ComScore, the internet traffic measurement agency, published a white paper today in which it essentially declares war on Nielsen and its panel-based TV audience ratings in favor of a new standard of digital measurement that includes viewers on desktop, laptop, tablet and mobile screens.
Advertisers have for years complained that Nielsen's ratings are inadequate. To measure them, Nielsen utilizes "panels," which are a selected group of households with meters that monitor their TV habits and diaries they fill out with their media consumption. Nielsen then infers the nation's watching behavior from the samples.
The problem is that in many digital media it is possible to know exactly how many people are viewing content at a given time. Only in TV, and a few other old media backwaters, are audiences inferred from samples.
Although Nielsen isn't specifically named in the white paper, TV ratings is the company's bread and butter.

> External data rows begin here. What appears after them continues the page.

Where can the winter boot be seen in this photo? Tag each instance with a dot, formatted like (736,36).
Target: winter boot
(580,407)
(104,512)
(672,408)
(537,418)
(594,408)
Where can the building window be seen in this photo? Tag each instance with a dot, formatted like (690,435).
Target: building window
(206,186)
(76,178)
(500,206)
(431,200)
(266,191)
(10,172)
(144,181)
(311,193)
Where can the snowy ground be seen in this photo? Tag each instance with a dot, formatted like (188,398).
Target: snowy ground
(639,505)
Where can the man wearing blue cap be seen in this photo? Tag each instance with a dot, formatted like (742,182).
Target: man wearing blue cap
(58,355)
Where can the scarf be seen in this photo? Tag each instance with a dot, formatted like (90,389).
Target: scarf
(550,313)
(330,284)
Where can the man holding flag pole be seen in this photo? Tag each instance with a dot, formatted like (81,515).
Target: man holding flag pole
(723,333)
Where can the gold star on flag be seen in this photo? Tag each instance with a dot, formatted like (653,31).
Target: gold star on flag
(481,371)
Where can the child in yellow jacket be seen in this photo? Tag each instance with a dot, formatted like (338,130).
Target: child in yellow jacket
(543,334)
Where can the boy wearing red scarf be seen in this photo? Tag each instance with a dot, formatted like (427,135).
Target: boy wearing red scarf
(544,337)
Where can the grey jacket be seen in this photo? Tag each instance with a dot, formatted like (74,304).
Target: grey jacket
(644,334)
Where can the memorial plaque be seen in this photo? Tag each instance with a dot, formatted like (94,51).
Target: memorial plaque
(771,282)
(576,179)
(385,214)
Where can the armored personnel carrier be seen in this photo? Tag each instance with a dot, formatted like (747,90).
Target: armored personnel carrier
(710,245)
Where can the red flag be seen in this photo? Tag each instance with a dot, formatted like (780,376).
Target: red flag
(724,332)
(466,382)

ComScore called Nielsen-style measurement "no longer sufficient" and "not feasible" for advertisers who want to know all their customers' watching habits.
Here's the anti-Nielsen broadside within the paper, titled, "Brave New Digital World: A Manifesto for the Future of Digital Media Measurement & Analytics":
All media – including TV – are going digital; measurement must follow the same path.
[ISSUE] Traditional media measurement methods, such as the purely panel-based approach used in TV measurement, are no longer sufficient to measure audiences in today’s multi-platform world. While a panel can be used to develop a credible view of a particular individual medium, using this approach alone has substantial limitations that result in a silo’ed view of the digital universe when multiple media are involved. Development of a single-source panel large enough to de-duplicate audiences across the multiple platforms that exist today is simply not feasible.
[SOLUTION] A truly holistic view of digital media consumption – inclusive of TV, desktop computers, smartphones and tablets – requires census-level digital data as a critical input to binding together different media platforms into a unified view of the digital consumer. While panels will remain critical for informing person-based estimates, it is the digital census data that holds the key to understanding the cross-platform audience overlap needed to accurately and effectively synthesize channels into a multi-platform view. comScore’s innovative approach to this problem has created the industry’s first-ever unduplicated multi-platform measurement system that successfully traverses four different screens.